Non si tratta di cittadine e di cittadini, magari indignati per questo o quel programma, o per le spese eccessive, o per un compenso straordinario, ma dei soliti noti che, da decenni, provano a ” Dissolvere” il servizio pubblico, come per altro già indicato da Licio Gelli nel suo cosiddetto Piano di rinascita nazionale.
Così un vasto fronte trasversale é sempre all’opera; ci prova e di riprova, di volta in volta assume le sembianze del leghista incazzato, del grillino indignato, del forcone di passaggio, del liberista accanito, del professore tecnocrate, del ” democratico” innovatore.
Il quotidiano di famiglia ” Libero” ha sintetizzato questi umori con il titolo ” Privatizziamola”, sparato in occasione del compleanno di viale Mazzini.
Dal momento che non siamo tra quanti temono privatizzazioni, liberalizzazioni e radicali riforme dell’esistente, non ci scandalizziamo che si possa discutere anche di questo tema, purché si sappia di cosa si sta parlando e di quali siano gli interessi in campo.
Sarà appena il caso di ricordare che le istituzioni europee e le agenzie internazionali .che si occupano della libertà dei media, hanno assegnato all’Italia una posizione indecorosa nelle graduatorie internazionali.
Tale posizione non discende dalla ” Fucilazione ” dei cronisti, ma dagli irrisolti nodi strutturali che condizionano il sistema dell’informazione.

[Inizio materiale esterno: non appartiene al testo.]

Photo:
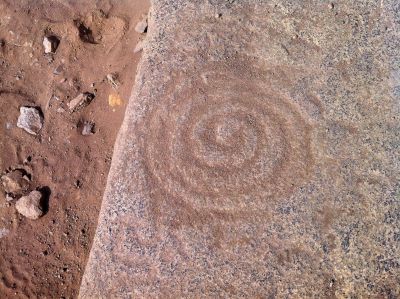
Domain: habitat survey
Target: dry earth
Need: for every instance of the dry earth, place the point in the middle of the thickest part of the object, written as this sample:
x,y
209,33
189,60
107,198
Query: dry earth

I riferimenti e i richiami riguardano il conflitto di interessi, la debolezza delle normative anti trust, la fonte di nomina delle Autorità di garanzia e del consiglio di amministrazione della Rai, le cosiddette ” Querele temerarie”.

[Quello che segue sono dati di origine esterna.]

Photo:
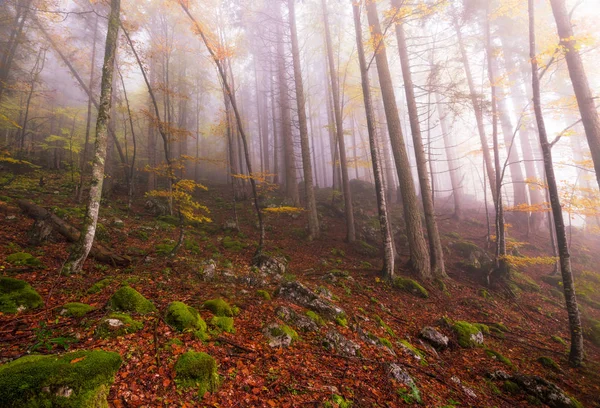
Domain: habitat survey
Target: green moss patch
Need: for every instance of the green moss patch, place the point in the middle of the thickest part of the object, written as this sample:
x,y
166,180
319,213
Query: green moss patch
x,y
263,294
17,295
98,286
76,309
198,370
219,307
127,299
78,379
411,286
117,324
470,334
181,317
223,323
497,356
23,259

Nessun richiamo ha mai riguardato la eventuale privatizzazione del servizio pubblico e neppure una sua progressiva riduzione di ruolo e di funzione.
Di fronte a questo quadro, i governi e la politica, non riescono a fornire risposta alcuna e preferiscono buttare la palla in tribuna e sproloquiare di privatizzazioni che, per altro, non faranno, anche perché mancano i compratori.
Di privatizzazione in privatizzazione, nel frattempo, non si sfiora il conflitto di interessi e non si prova neppure a mettere governi e partiti fuori dalle Autoritá di garanzia o dal consiglio di amministrazione della Rai.
Chi oggi invoca la privatizzazione della Rai, senza aver prima affrontato le questioni relative al conflitto di interesse, alla distribuzione delle risorse e alla autonomia del servizio pubblico, o non sa quello che dice, o sta solo lavorando per impedire qualsiasi riforma del settore.
Forse, quando la Rai compirà cento anni, i sostenitori del conflitto di interesse e i custodi di una Rai occupata dai governi di turno si ritroveranno ancora insieme per invocare le privatizzazioni e “Surgelare in eterno” le reciproche convenienze e connivenze.